Queen Cleopatra actress says claims of ‘blackwashing’ are ‘fundamentally racist’

Steve Hopkins

‘It’s distressing for anybody to receive any level of abuse, let alone the scale and the nature of what I’ve received’

Adele James, the star of Netflix’s controversial ‘Queen Cleopatra’ docudrama has hit back at the row over her casting, saying it is “fundamentally racist”.

The English actress plays the famous monarch in the series, which has already led to an Egyptian lawyer filing a case with the country’s public prosecutor suggesting it violates media laws and aims to “erase the Egyptian identity”.

The trailer features claims that Cleopatra VII was black with “curly hair” and a historian says in the preview: “I remember my grandmother saying to me: I don’t care what they tell you in school, Cleopatra was black.”

A top archaeologist insisted Cleopatra was “light-skinned, not black”, the BBC reported last month, but the producer, Jada Pinkett Smith, has suggested “her heritage is highly debated” and James has previously said: “If you don’t like the casting, don’t watch the show.”

Appearing Thursday on Channel 4’s Steph’s Packed Lunch, Adele confessed she did not expect the extent of the criticism: “It would be naïve of me to say that I didn’t expect anything at all, but I didn’t expect the scale of it.”

She added: “And I think it’s distressing for anybody to receive any level of abuse, let alone the scale and the nature of what I’ve received, which is fundamentally racist, all of it.”

Adele said people are “talking about the wrong things”.

“Yes, we don’t know where her mother was from or her paternal grandmother, but also the show is about so much more than the question mark over her race.

“If you watch it is a very small part of the conversation really, this is about the fullness of who this woman was and she was a human being and she shouldn’t be reduced to her race any more than I should or anybody should.”

Adele appeared on Steph’s Packed Lunch along with her co-star, John Patridge, who plays Julius Caesar in the series, and he also shared some thoughts on the controversy which he said is only about “Cleopatra being black”.

He added: “I don’t hear anybody saying that Julius Caesar is a homosexual from Manchester. We’re just actors at the end of the day, and sometimes our morality gets called into play, we’re jobbing actors.”

Adele also talked about the support she’s received from Pinkett Smith, who narrates the series and is its executive producer.

She said Pinkett Smith was “so involved” in the casting process, “She watched all of our audition tapes, she was giving feedback on the rushes when we were out in Morocco shooting”.

“And she’s just been such a champion of the project from the very beginning. I mean, it’s her baby.

“She is an African Queen and I feel like it just couldn’t be more pertinent and important that she’s the figurehead of this. She’s an icon.’

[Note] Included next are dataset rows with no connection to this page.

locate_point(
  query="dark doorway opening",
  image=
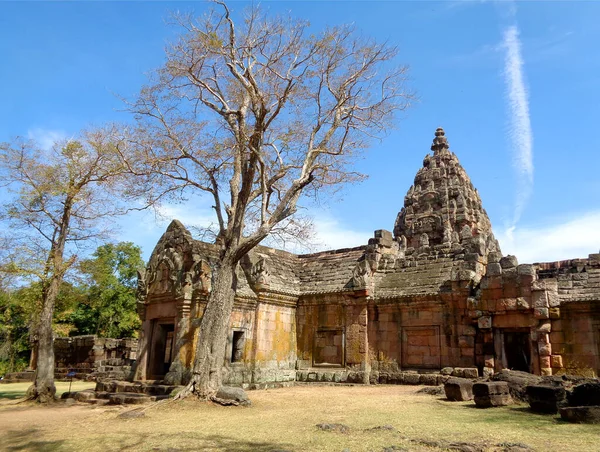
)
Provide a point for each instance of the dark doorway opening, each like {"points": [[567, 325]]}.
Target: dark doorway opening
{"points": [[237, 349], [161, 354], [517, 351]]}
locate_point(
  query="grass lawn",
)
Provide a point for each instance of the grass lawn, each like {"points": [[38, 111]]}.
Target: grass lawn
{"points": [[285, 419]]}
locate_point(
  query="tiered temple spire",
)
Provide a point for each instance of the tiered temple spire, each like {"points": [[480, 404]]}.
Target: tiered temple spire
{"points": [[442, 207]]}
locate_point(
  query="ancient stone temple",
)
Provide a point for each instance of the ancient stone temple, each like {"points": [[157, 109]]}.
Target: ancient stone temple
{"points": [[435, 293]]}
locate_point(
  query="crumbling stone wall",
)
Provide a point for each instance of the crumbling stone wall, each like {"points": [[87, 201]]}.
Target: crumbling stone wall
{"points": [[92, 357], [436, 293]]}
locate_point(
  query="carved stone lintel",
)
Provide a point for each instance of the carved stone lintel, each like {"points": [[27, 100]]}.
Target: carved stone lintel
{"points": [[361, 275]]}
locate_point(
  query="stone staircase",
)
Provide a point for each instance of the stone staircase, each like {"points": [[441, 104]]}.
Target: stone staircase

Cairo’s former antiquities minister Zahi Hawass condemned the documentary as “completely fake. Cleopatra was Greek, meaning she was light-skinned, not black.”

Cleopatra was famously played by English actress Elizabeth Taylor opposite Richard Burton as Mark Anthony in 1963.

Three years ago plans for a new movie about the queen starring Israeli actress Gal Gadot sparked a backlash from people insisting the role should go to an Egyptian or African actress.